Factors that can play into how quickly this happens include the severity of the bug, the number of sites affected, and whether the reporter presented a publication deadline when the bug was initially reported (uncommon, but it does occasionally happen). The security team does not take this decision lightly, marking a project "unsupported" can lead to problems for site maintainers and the team is aware of this.

Projects marked "unsupported" are then subject to the existing "Taking over an unsupported (abandoned) project" process. It is very common that other members of the community step forward to maintain the project after the SA is published.

What the security team will do

  • Help you with questions
  • Ensure timely progress
  • Help with the coordinated release

Coordinated release and announcement

When a vulnerability has been corrected in coordination with the security team, you have to make a new release. This usually means an increase of the minor version, for example from 7.x-1.0 to 7.x-1.1.

See Managing releases for background information on releases. Any release created to address a security problem should be classified as a Security update release using the Release type category when creating (or editing) the release node. See Types of releases for more information. Release nodes tagged "Security update" do not get published automatically. A member of the team will manually publish it for you.

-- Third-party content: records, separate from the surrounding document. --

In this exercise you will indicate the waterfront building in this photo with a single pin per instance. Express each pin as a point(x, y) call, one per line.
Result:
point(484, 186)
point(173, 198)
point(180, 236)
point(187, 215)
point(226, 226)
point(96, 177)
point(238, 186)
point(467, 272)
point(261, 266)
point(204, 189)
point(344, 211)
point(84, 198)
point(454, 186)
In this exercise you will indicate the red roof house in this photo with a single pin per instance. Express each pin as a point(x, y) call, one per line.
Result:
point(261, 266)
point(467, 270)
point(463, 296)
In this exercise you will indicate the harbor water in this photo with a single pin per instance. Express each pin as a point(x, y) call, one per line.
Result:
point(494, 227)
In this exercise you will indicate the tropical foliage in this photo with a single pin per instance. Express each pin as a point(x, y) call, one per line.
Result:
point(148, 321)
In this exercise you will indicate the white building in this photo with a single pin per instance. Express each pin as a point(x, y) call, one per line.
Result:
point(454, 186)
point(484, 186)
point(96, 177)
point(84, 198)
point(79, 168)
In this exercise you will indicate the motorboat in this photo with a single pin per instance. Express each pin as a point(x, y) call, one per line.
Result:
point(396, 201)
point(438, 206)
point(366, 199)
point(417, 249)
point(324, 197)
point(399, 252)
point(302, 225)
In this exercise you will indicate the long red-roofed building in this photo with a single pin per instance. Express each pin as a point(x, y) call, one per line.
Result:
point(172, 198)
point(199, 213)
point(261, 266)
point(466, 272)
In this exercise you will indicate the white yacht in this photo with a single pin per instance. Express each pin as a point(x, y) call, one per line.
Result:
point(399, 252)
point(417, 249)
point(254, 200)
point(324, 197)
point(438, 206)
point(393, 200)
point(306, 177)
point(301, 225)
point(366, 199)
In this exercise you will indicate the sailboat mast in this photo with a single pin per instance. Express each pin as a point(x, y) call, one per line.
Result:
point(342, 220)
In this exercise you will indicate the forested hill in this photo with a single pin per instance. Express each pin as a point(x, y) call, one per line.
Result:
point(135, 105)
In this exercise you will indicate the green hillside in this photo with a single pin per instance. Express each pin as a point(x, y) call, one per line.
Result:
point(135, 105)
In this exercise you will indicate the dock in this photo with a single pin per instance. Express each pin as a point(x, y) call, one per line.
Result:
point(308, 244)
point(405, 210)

When you commit the code use a commit message that does not call attention to the security issue. Do not discuss the pending release with anyone outside of the security team and the co-maintainers of the module. If you have created automated tests that test the vulnerability do not commit them at the time of the release, but instead hold onto them for a while (e.g. 2 weeks) before committing them as this helps reduce the likelihood of an attacker creating an exploit for the vulnerability.

We make releases/announcements public on Wednesdays that are not near a major holiday for our user base (e.g. Christmas, right before Gregorian New Years). We prefer if you commit the code and create the release nodes on an agreed Tuesday after 17:00 UTC. You can then update the security advisory adding links to the release nodes and update the issue on security.drupal.org. We try not to create new releases after Wednesday 17:00 UTC, so please do not commit a fix after that time without prior approval from a security team member.

To make sure the release and announcement are published at the same time, contact your security team contact via the security.drupal.org issue queue or via irc. The list of team members includes their irc nicks where available.